Intanto, a Seething Lane, vicino alla Torre di Londra distante circa 400 metri da Pudding Lane, dalla casa di Samuel e Elizabeth Pepys, si iniziavano a intravedere i primi bagliori: pensarono fosse abbastanza lontano e tornarono a dormire. Al risveglio sembrava che l’incendio fosse spento ma presto seppero che erano andate distrutte 300 case e era ancora acceso.
Scese in strada e rimase sconvolto: non solo era ancora attivo ma stavano andando a fuoco le due chiese all’ingresso del London Bridge, i magazzini di Thames Street. Pepys che era stato al servizio dell’Admiralty, prese una barca per raggiungere Whitehall e informare il re Carlo II e suo fratello, James, il duca di York.
Gli fu ordinato di istruire il sindaco Bludworth per avviare la demolizione degli edifici così da limitare la diffusione delle fiamme.
Ma a Londra, intanto, si diffondeva anche la voce che l’incendio non fosse un incidente ma un attacco di nemici stranieri, probabilmente spie francesi: testimonianze dell’epoca raccontano, a questo proposito, di attacchi brutali.
Nel primo pomeriggio del 2 settembre, il fuoco aveva distrutto 1.000 abitazioni, aziende, nove chiese, vicoli, moli, sei capannoni della Livery Company.
Il fuoco divampò incontrollato per altri tre giorni: i negozi erano distrutti o chiusi, c’era carenza di cibo e bevande ma continuavano gli assalti a persone che si pensava fossero spie straniere.
All’improvviso le fiamme si fermarono ma ripresero a divampare a Westminster: la cattedrale di St. Paul era andata distrutta.
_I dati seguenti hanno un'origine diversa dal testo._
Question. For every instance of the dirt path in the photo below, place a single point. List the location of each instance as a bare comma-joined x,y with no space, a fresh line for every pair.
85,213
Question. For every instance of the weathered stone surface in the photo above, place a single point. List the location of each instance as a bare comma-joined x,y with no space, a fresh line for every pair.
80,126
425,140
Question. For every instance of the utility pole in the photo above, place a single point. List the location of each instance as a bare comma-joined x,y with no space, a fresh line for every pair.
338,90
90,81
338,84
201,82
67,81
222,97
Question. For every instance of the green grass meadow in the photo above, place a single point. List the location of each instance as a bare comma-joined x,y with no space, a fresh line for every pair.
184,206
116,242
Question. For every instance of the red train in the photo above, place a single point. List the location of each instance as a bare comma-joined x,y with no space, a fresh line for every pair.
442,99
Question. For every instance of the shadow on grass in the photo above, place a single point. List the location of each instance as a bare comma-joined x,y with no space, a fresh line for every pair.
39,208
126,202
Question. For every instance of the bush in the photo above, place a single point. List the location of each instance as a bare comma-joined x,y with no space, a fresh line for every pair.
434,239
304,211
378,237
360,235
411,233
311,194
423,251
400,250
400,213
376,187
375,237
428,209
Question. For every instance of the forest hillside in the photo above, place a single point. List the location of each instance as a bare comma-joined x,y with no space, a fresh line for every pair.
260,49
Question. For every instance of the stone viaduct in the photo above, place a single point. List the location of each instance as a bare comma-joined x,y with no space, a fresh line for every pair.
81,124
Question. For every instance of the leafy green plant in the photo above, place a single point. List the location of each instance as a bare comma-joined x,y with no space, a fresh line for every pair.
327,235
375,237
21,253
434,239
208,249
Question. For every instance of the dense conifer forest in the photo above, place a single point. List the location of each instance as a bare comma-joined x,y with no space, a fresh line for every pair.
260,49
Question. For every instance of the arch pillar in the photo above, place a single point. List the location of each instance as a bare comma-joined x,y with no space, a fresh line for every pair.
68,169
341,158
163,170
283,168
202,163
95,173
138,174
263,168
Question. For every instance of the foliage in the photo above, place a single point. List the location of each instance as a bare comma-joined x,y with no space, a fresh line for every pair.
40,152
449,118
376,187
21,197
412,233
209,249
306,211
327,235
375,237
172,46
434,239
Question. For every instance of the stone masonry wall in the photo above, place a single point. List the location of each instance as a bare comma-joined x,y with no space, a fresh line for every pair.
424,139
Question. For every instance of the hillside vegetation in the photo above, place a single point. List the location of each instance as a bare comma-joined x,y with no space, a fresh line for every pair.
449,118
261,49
Ma il peggio era ormai passato.
Carlo II tenne un discorso alla folla, assicurando che l’incendio era stato causato da un incidente e non da un complotto straniero.
Il 6 settembre, iniziò il disastroso bilancio: distrutte 13.500 case, 87 chiese, 44 Company Halls, tre porte della città, le prigioni, il Royal Exchange, Custom House e la Cattedrale di St. Paul. e tutte le case che fiancheggiavano il ponte.
Le perdite umane registrate, sono incredibilmente basse: meno di dieci persone identificate.  Un dato sottostimato senza dubbio, alcuni corpi erano stati bruciati, altre persone disperse: le perdite erano difficili da quantificare ma chi rimase in vita restò traumatizzato. A Elizabeth Pepys caddero i capelli, aveva incubi ricorrenti, il marito Samuel soffrì di mal di testa e dolori allo stomaco. E queste furono tra le persone che nell’incendio persero poco o niente.